Plantation outbuildings could receive attention
Belle Grove Plantation is hosting a July Fourth picnic and concert on the lawn to celebrate Independence Day and to begin raising money to restore three historic outbuildings.
Belle Grove is the birthplace of James Madison, the fourth president of the United States. It was established in 1670 on the banks of the Rappahannock River as a tobacco plantation.
The property fell into disrepair over time. The mansion was restored in 1997, and Brett and Michelle Darnell opened a bed-and-breakfast on the property last year.
Now, the two are turning their focus to the oldest structures there: the summer kitchen, icehouse and smoke house.
The three were built between 1720 and 1750 and were in use when Madison was born there in 1751.
The kitchen, half of which was used as slave quarters, is falling off its foundation, and portions of the inner wall have fallen away.

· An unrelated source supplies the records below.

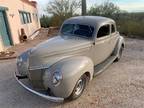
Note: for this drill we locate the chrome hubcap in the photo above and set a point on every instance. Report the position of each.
(79, 87)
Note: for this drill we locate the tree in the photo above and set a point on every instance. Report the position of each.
(63, 9)
(84, 7)
(108, 9)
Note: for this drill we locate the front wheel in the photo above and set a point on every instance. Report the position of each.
(79, 87)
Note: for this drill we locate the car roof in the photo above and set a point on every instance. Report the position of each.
(96, 21)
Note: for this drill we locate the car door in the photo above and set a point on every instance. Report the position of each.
(4, 30)
(101, 47)
(113, 37)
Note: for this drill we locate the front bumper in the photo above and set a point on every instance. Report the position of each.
(24, 82)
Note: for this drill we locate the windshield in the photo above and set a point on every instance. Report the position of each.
(78, 30)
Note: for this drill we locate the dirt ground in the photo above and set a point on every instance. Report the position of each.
(119, 86)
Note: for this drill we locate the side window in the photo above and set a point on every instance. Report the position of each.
(113, 29)
(103, 31)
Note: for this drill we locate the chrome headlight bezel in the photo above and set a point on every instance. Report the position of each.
(56, 78)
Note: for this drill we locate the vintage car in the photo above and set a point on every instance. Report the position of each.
(61, 67)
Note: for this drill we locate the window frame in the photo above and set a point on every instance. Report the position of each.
(25, 17)
(114, 28)
(105, 35)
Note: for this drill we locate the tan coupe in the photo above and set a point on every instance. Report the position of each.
(61, 67)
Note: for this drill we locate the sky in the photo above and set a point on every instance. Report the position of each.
(128, 5)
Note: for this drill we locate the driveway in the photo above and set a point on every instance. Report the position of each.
(119, 86)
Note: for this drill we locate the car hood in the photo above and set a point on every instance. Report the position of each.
(57, 48)
(59, 45)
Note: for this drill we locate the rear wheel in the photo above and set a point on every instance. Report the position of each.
(79, 87)
(119, 54)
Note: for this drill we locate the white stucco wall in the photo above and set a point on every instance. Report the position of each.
(14, 6)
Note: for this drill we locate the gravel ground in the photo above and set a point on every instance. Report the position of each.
(120, 86)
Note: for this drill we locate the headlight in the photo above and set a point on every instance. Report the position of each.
(19, 59)
(57, 77)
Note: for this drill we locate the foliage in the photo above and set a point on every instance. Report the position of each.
(62, 9)
(130, 24)
(106, 9)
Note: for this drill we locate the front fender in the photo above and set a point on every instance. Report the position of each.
(72, 69)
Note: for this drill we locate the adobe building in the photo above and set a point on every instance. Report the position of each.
(14, 16)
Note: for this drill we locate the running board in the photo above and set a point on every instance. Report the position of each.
(102, 66)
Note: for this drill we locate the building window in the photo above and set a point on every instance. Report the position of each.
(35, 17)
(25, 17)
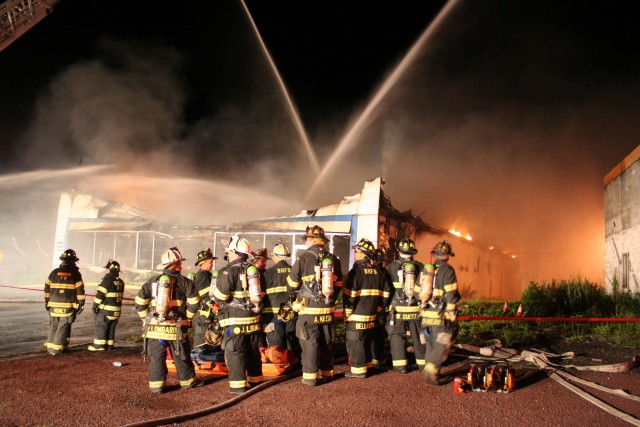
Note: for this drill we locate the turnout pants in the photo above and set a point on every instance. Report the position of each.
(199, 329)
(59, 333)
(439, 342)
(276, 333)
(181, 353)
(379, 336)
(397, 339)
(242, 356)
(105, 331)
(316, 342)
(359, 348)
(293, 343)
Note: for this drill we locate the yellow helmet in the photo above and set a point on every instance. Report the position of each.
(239, 245)
(315, 232)
(407, 246)
(170, 256)
(281, 250)
(365, 246)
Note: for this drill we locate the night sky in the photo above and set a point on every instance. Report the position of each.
(502, 126)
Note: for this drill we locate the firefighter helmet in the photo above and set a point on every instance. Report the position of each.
(315, 232)
(170, 256)
(239, 245)
(443, 249)
(69, 256)
(204, 255)
(379, 255)
(260, 253)
(281, 250)
(407, 246)
(366, 247)
(112, 265)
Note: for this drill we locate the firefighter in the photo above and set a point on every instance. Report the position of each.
(378, 355)
(439, 319)
(403, 313)
(107, 307)
(260, 262)
(167, 303)
(279, 327)
(64, 300)
(201, 320)
(316, 280)
(365, 294)
(238, 290)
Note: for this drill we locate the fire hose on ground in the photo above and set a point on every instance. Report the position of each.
(558, 373)
(222, 405)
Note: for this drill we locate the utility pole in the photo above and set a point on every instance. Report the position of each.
(19, 16)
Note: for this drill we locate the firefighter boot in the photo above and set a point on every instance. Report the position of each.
(351, 374)
(431, 374)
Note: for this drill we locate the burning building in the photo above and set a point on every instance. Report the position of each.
(622, 224)
(98, 229)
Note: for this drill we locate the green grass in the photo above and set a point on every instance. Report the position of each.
(576, 297)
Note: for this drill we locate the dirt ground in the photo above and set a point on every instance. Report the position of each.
(83, 388)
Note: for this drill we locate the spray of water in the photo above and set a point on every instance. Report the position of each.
(355, 130)
(292, 109)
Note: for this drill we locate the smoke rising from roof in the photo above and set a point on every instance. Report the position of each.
(497, 130)
(502, 128)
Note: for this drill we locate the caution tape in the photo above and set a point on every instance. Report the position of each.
(338, 313)
(552, 319)
(42, 290)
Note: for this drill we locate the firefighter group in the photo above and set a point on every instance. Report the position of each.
(245, 314)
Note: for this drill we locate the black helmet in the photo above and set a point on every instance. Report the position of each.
(204, 255)
(112, 265)
(315, 232)
(407, 246)
(365, 246)
(69, 256)
(443, 249)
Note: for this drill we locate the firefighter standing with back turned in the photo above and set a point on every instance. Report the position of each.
(378, 356)
(278, 319)
(403, 313)
(238, 289)
(64, 300)
(439, 319)
(201, 320)
(166, 303)
(365, 294)
(107, 307)
(316, 279)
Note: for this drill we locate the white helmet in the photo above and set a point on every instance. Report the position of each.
(170, 256)
(280, 250)
(239, 245)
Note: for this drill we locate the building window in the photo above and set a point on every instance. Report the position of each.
(625, 270)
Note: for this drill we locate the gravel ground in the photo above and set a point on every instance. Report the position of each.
(84, 388)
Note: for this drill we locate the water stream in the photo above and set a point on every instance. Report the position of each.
(355, 130)
(292, 108)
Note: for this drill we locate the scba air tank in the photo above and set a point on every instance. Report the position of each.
(327, 278)
(409, 272)
(163, 296)
(253, 282)
(426, 283)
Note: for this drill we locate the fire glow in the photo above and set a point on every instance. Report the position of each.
(459, 234)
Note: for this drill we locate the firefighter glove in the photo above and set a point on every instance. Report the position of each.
(450, 315)
(298, 305)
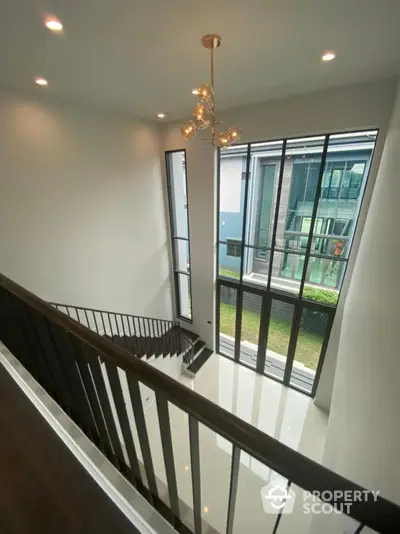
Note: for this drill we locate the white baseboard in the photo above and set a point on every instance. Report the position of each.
(130, 502)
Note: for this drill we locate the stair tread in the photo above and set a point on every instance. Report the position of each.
(200, 360)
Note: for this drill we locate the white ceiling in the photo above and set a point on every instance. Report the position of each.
(145, 56)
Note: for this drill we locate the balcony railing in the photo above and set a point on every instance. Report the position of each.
(73, 364)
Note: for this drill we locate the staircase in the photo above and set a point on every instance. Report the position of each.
(96, 383)
(145, 337)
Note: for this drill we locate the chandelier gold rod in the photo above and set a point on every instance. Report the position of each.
(213, 126)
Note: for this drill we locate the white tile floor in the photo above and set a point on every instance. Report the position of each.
(283, 413)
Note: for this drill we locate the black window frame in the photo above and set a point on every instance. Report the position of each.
(175, 238)
(268, 294)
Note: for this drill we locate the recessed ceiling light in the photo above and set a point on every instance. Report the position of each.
(53, 24)
(41, 81)
(328, 56)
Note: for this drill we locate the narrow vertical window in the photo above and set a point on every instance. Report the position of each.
(178, 211)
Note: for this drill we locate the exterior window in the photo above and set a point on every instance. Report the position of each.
(233, 248)
(178, 209)
(287, 215)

The fireplace on the kitchen side still has the iron rod on the back fire wall, along with the rods that hung down and held pots.
“It really blows my mind to think what meals would have been prepared there and who they served,” said Michelle Darnell in an email.

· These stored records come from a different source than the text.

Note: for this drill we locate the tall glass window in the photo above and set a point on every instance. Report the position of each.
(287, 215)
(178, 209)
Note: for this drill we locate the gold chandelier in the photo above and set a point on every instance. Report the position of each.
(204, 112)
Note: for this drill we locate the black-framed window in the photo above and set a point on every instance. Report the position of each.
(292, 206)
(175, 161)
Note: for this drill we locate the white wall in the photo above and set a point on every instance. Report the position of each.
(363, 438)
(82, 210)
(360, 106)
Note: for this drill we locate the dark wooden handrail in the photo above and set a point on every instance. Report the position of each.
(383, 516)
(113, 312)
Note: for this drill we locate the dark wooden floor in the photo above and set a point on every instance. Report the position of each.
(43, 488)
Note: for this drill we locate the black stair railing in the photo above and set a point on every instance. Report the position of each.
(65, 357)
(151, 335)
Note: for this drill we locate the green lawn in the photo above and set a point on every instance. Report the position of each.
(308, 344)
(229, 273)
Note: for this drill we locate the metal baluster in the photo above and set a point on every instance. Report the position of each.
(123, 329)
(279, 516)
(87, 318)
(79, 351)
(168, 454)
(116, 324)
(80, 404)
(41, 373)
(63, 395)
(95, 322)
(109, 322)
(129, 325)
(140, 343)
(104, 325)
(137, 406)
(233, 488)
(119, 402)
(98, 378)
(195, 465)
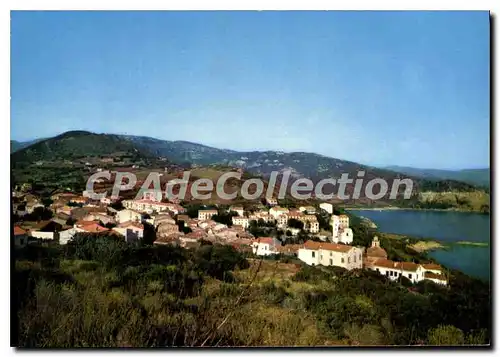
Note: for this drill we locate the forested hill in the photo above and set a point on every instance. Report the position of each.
(77, 145)
(478, 177)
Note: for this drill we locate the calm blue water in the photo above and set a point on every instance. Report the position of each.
(446, 227)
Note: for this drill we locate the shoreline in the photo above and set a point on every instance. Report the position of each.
(392, 208)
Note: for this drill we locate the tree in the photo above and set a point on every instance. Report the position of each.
(445, 335)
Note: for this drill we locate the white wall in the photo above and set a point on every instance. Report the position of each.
(310, 257)
(127, 215)
(437, 281)
(42, 235)
(20, 240)
(67, 235)
(353, 259)
(327, 207)
(346, 236)
(414, 277)
(263, 249)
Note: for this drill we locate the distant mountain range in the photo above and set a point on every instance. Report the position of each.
(478, 177)
(76, 145)
(80, 144)
(18, 145)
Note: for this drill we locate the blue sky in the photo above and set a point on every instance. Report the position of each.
(379, 88)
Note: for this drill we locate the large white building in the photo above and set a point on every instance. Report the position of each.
(149, 206)
(128, 215)
(266, 246)
(341, 233)
(331, 254)
(328, 207)
(376, 259)
(277, 211)
(241, 221)
(204, 214)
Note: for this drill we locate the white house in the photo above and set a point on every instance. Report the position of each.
(237, 209)
(205, 214)
(266, 246)
(331, 254)
(277, 211)
(66, 235)
(241, 221)
(311, 223)
(394, 270)
(271, 201)
(128, 215)
(130, 230)
(414, 272)
(20, 237)
(328, 207)
(344, 221)
(307, 209)
(335, 223)
(345, 236)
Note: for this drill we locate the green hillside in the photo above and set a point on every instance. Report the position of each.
(478, 177)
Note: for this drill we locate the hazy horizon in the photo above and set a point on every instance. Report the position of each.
(377, 88)
(286, 151)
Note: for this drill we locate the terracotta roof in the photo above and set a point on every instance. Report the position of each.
(289, 248)
(432, 266)
(196, 234)
(327, 246)
(85, 223)
(430, 275)
(133, 224)
(265, 240)
(376, 252)
(18, 231)
(94, 227)
(385, 263)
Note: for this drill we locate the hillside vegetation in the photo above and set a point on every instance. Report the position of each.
(71, 151)
(100, 292)
(478, 177)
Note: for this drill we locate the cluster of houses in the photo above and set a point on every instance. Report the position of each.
(76, 214)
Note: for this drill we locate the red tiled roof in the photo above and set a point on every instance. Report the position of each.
(133, 224)
(18, 231)
(289, 248)
(327, 246)
(85, 223)
(385, 263)
(265, 240)
(430, 275)
(376, 252)
(94, 227)
(432, 266)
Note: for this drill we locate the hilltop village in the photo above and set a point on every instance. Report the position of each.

The condition of the smokehouse is just as bad. Two walls already have fallen away.
The icehouse is in the best condition, but its bricks have come loose and fallen around the window and back wall. Along with the kitchen, it’s suffered damage from animals making their dens there, as well as from the weather.

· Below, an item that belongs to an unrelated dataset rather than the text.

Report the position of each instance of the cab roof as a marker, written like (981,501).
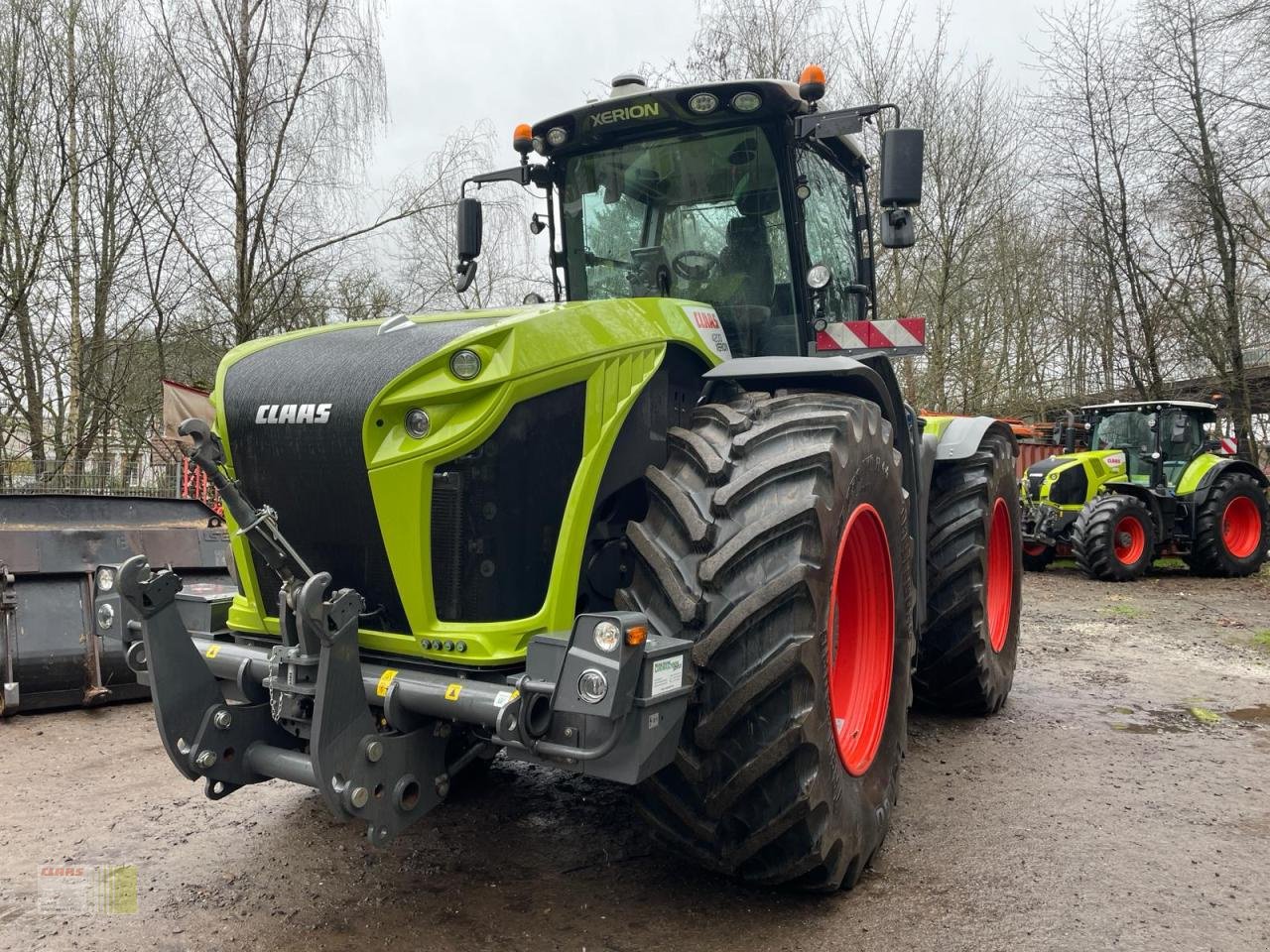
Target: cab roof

The Darnells want to raise money to restore the buildings and to create a living museum where visitors could experience life on a plantation. Any artifacts found in the restoration would be placed in the summer kitchen, along with a memorial, naming those who were enslaved at Belle Grove over the years.
The Darnells have enlisted the help of a volunteer intern, Lauren Souza, to head up the restoration and preservation project. She has a master’s degree in historic preservation and has worked at Mount Vernon and Montpelier as a restoration specialist.
Initial estimates suggest the work will cost between $50,000 and $75,000, the Darnells said.
“It is killing us to stand by and watch as the boards start popping [and] bricks start dropping away,” Michelle Darnell said. “The only thing stopping us from rescuing these historic treasures is funding.”
Belle Grove will begin the drive to raise money with its “Red, White and Blues” concert and picnic under the stars on July Fourth. The concert begins at 6 p.m. with Mike Mallick of Maryland and his old-school rock band. They’ll be followed by the Alexis P. Suter blues band from New York City.
Tickets are $25 for adults and $15 for children. They are available on Belle Grove Plantation’s website, by calling 540/621-7340 and at the event.
Families are encouraged to bring lawn chairs and blankets.